Korumanın yüzündeki şaşkın ifadeyi görünce gülümsedi. Dudaklarından, istemsiz
dökülen cümleye kulak misafiri olmuş; aklından geçenleri okuyamadığı içinde,
şaşırmış olmalıydı. İsminin okunduğunu duyduğunda, yanıldığını anladı. Kaç
dakikadır kopuktu kim bilir, gerçeklikten? “Yanıldığım konu, tek bu olsun.”

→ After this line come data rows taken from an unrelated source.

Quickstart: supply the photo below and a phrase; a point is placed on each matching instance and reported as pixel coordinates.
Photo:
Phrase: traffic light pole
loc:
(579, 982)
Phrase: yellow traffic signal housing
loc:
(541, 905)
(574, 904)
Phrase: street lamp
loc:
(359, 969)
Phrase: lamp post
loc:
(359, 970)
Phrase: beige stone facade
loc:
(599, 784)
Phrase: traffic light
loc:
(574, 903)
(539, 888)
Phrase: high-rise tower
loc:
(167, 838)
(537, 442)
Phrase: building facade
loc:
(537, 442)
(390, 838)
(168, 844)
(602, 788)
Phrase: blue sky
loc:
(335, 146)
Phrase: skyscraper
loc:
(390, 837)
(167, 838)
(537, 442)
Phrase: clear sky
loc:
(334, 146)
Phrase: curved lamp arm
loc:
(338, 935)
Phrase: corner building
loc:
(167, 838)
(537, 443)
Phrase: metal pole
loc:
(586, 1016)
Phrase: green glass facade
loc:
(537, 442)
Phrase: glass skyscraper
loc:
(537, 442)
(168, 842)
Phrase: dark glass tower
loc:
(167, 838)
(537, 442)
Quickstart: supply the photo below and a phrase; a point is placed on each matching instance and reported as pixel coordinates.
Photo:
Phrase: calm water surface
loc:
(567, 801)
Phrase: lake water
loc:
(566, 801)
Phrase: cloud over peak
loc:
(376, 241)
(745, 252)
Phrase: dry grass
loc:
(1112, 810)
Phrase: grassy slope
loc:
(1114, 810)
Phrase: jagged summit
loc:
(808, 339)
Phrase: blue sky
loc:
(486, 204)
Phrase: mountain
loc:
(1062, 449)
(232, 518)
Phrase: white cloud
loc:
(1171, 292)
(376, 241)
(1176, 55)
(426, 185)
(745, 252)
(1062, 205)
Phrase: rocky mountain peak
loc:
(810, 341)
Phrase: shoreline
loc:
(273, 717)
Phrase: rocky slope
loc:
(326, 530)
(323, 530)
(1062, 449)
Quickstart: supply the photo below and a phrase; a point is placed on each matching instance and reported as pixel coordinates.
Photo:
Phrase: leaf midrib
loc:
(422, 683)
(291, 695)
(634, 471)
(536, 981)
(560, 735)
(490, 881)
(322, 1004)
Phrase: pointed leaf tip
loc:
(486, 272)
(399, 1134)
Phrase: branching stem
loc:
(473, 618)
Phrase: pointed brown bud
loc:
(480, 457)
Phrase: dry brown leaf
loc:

Diye mırıldandı, hedefine yöneldiğinde.
“Şimdi,
Teknoloji ve Sanayi Bakanımız, Sayın…”
Koruma;
-
Efendim. Kürsüye bekleniyorsunuz.
Ağır
adımlarla kürsüye doğru ilerlerken, “Bu manzara, insanı şair yapar.” düşüncesi
geçti aklından.
Sahi,
hangi tepesinden bakmıştı şair, İstanbul’a? Cevabı bilmediğini fark etti,
hafızasını yokladığında. Kendisi gibi; insan yapımı bir gökdelenin, açık hava toplantı
salonu olarak tasarlanmış teras katından olmadığı kesindi en azından.
Selamlama
faslını kısa tuttu, kürsüye çıktığında. Düşük dozlu siyasi mesaj, bu tarz
törenlerin olmazsa olmazıydı. Nihayetinde, asıl mevzua geçti;
-
Biliyorsunuz. Bundan tam altı yıl önce, yirmi dört saati bile bulmayan bir
zaman diliminde sevinçle hüznü ardı ardına yaşadık. Akşam saatlerinde, kuruluşu
resmi olarak açıklanan Türkiye Uzay Ajansı haberlerine sevinirken; sabahında, Ankara’da
yaşanan hızlı tren kazası sebebiyle ülke olarak yasa boğulduk. Ve o kazada,
birçok vatandaşımızın yanı sıra, kurum için çok önemli bir bilim insanımızı da kaybettik.
Bakışlarını,
davetlilerin üzerinde gezdirirkenki sessizliği, hayatını kaybeden vatandaşlar
için saygı duruşuydu bir nevi. En azından, ortamdaki insanların anladığı buydu.
-
Detaylara girerek sizleri sıkmak gibi bir niyetim yok. Ancak o gün anladık ki;
bu işte de, çok rahat bırakılmayacağız. Elbette bu, bizi caydırmak yerine daha
çok kamçıladı. Kurumu geliştirmek ve bilim adamlarımızı korumak için mümkün
olan tüm tedbirleri aldık. Ajansın, altıncı kuruluş yıldönümünü kutlamanın yanı
sıra, büyük bir başarıya imza atmış bilim adamlarımızı ödüllendirmek için
buradayız bugün. Bu da, başarılı olduğumuzun açık ikrarı aynı zamanda…
* * *
“Aslında, insanlar ile
insan eliyle üretilmiş robotların, uzayda birbirleriyle savaştığı meşhur bilim
kurgu dizisinden aldım ilhamımı…” Cümlesini yazdı masanın üzerindeki beyaz
kâğıda…
Unutmamak için…
Alelacele…
Kalem elinde, kâğıt
önünde, neredeyse bir saattir düşünüyor olmasına rağmen kurabildiği tek anlamlı
cümle buydu giriş için ve fena da durmamıştı.
Nasıl devam etmeliydi?
Etten ve kemikten
yaratılmış insanoğlunun, tamamen metal; metalden yapılmış yapay zekâlı
robotların, organik savaş gemileriyle karşı karşıya geldiği o eski bilim kurgu
diziden bahsederek mi?
Yoksa dünya hayatının
bir rüya olduğuna bizden daha hâkim olan küresel güçlerin, kendi rüyalarını
yazarak yaratıcıya meydan okuma hadsizliklerinden mi?
Kurguladıkları
senaryolarla, insanları olduklarından daha güçlü olduklarına inandırmalarından…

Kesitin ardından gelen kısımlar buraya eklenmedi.